Resolvyx’s drugs promise to be exceptionally safe—an important plus at a time when one high-flying drug after another has crashed due to unexpected toxicity. Existing anti-inflammatories can precipitate gastric bleeding, immune suppression, and other fallout. In contrast, hefty doses of fish oil have been chronically ingested by millions with minimal adverse effects. (Remember the cod liver oil moms used to foist on grimacing kids?) Omega-3’s natural derivatives could be similarly benign. Serhan explains that the derivatives seem to grease many wheels in cells to normalize an out-of-whack process rather than hitting one or two molecular targets very hard, as do most drugs, inviting side effects.

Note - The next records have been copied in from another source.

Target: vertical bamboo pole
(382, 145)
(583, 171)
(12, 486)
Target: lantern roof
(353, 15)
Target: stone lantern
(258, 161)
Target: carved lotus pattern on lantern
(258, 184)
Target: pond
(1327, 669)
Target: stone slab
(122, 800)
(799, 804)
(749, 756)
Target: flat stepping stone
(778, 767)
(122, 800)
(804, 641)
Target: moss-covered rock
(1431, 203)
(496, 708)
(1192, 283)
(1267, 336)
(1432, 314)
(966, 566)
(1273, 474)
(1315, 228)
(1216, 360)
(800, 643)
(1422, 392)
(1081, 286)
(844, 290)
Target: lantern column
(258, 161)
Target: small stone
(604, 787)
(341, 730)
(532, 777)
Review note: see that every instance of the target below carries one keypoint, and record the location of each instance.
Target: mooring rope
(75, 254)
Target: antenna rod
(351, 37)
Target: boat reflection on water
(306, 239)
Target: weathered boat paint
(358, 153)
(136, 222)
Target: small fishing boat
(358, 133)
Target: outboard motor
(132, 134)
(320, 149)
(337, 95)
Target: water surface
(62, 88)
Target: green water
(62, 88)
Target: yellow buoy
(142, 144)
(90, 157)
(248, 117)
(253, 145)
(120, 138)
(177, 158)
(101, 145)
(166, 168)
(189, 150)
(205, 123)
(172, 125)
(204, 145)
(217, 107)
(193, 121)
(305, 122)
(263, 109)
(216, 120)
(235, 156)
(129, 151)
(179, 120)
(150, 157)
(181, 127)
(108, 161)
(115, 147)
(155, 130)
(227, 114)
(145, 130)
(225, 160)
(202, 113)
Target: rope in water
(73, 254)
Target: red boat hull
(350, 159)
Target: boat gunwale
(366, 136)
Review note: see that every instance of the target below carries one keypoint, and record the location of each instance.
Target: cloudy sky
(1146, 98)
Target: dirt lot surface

Still, couldn’t the benefits of Resolvyx’s drugs be attained by simply popping fish-oil pills? Probably not, says Nichols. The hot-selling supplements may be good for lowering disease risks in general population, he adds. But to douse the leaping immune flames underlying diseases such as rheumatoid arthritis—and achieve maximal benefits in clinical tests—will probably necessitate the kind of stronger, precision-manufactured medicine Resolvyx is developing. Besides, many if not most patients would likely balk at chronically gulping fistfuls of omega-3 pills. The resulting fishy burps alone could prove fatal—to their social lives.